Everton Patriota
Administrador de empresas, instrutor de trânsito, técnico em segurança do trabalho, consultor em gestão de empresas, especializado em frotas, liderança e pessoas.
Administrador de empresas, instrutor de trânsito, técnico em segurança do trabalho, consultor em gestão de empresas, especializado em frotas, liderança e pessoas.
Especialista aponta falhas na liderança como um dos fatores decisivos para a saída de profissionais e aumento da rotatividade nas empresas.
14 de abril de 2026 - 2 semanas atrás
Caro leitor, eu terminei o texto anterior afirmando a expressão muito comentada nos ambientes organizacionais e redes sociais: “as pessoas não se desligam das empresas, mas de seus líderes.”
Essa não é apenas uma frase, mas uma triste realidade em muitas empresas, de diversos segmentos e portes. Uma situação triste, especialmente porque os líderes são os guardiões da missão, visão e valores das empresas, cuja camisa vestem.
Há mais de vinte anos, Peter Drucker, o “Papa” da administração, disse:
“Em alguns séculos, quando a história de nossos dias for escrita com uma perspectiva de longo prazo, é provável que o fato mais importante que os historiadores destaquem não seja a tecnologia, nem a internet, nem o comércio eletrônico. Será uma mudança sem precedentes da condição humana. Pela primeira vez, literalmente, um número substancial e crescente de pessoas tem escolhas. Pela primeira vez, elas se gerenciam a si mesmas. E a sociedade está totalmente despreparada para isso.” [1]
Naquele momento, Drucker percebia e afirmava a necessidade de líderes para a condução das pessoas nas organizações, mesmo com tanto acesso à informação e conhecimento.
Considerando o cenário Brasil, marcado pelo mercado de trabalho conduzido pela geração “Y”, com idade entre 14 e 29 anos, uma geração caracterizada por má qualidade de formação acadêmica, pouco resiliente, carente de limites e orientações dos requisitos básicos dos bons costumes e até valores morais, formada pela cultura midiática e adepta ao seguimento de “Influencers”, carregada de ideologias, com dificuldades em lidar com frustrações, desprovida de proatividade, podemos afirmar que essa realidade é hoje grande causa da crise de mão de obra que tanto impacta a produtividade das empresas.

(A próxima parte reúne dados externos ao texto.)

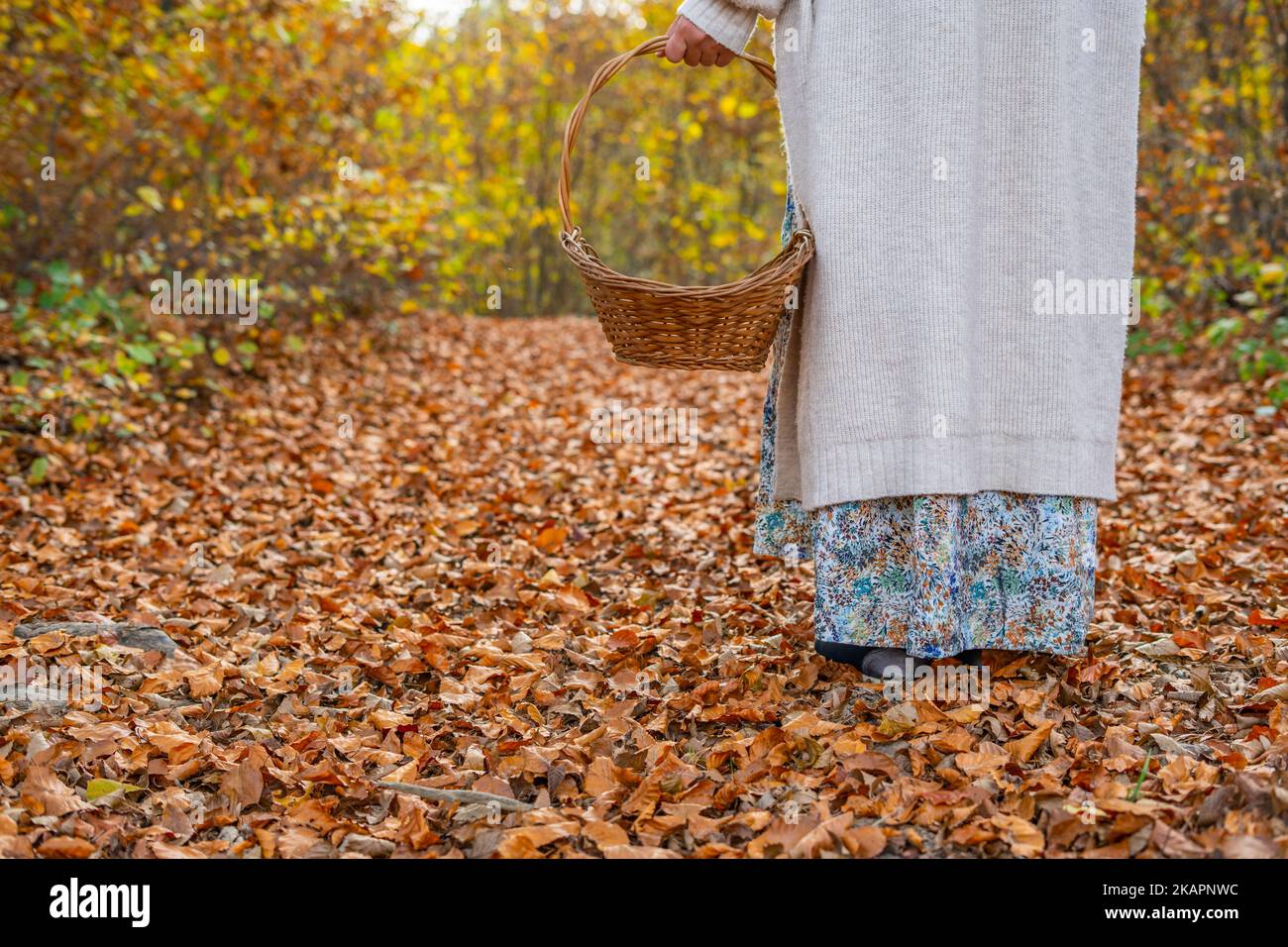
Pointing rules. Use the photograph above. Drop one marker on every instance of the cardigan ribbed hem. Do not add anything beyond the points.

Sim, pois essa geração demanda um bom processo de formação de sua liderança, o que exige disposição dos líderes em comunicar, orientar, treinar, ouvir, acompanhar o desenvolvimento, valorizar e recompensar.
Os líderes estão dispostos a esse investimento de tempo para com seus liderados?
Considero que, somado a todos esses desafios, há a enorme crise de líderes que sejam, de fato, referenciais às pessoas de suas equipes, em função de seu caráter, postura pessoal e profissional. Essa triste combinação tem gerado o fenômeno do apagão de mão de obra, caracterizado pelo alto turnover, com reclamações em todos os lados. E podemos afirmar sim que as pessoas se desligam de suas lideranças, dos ambientes ruins e pouco colaborativos.
Penso que a solução para essa problemática está na formação de líderes que gostem de formar pessoas. Líderes que invistam parte de seu precioso tempo na promoção de ambientes agradáveis e saudáveis, a partir da constante comunicação, do engajamento das equipes na cultura da empresa, na promoção da cultura de crescimento profissional pela meritocracia. Tudo isso implica em gerar ambientes produtivos sem ignorar as pessoas em seus processos. Pois, em minha experiência profissional, aprendi que o exercício real da liderança é: influenciar as pessoas para que elas façam conosco aquilo que desejamos que elas façam; mas que façam com disposição e entusiasmo. Para tal, é preciso considerar as pessoas e formá-las. É preciso estar com elas e não somente dar as ordens.
Afinal, se elas não compreenderem o “por que fazer”, não farão. Sairão sempre na busca da satisfação que nem sabem o que é, sem um plano de carreira definido e assim, “deixando a vida levar” até o final da própria carreira.
Everton Patriota
[1] Stephen R. Covey é uma autoridade em liderança, especialista em família, professor, autor e consultor organizacional respeitado internacionalmente. A referida citação foi retirada de sua obra “O 8º hábito”. Da Eficácia à Grandeza.” (2004).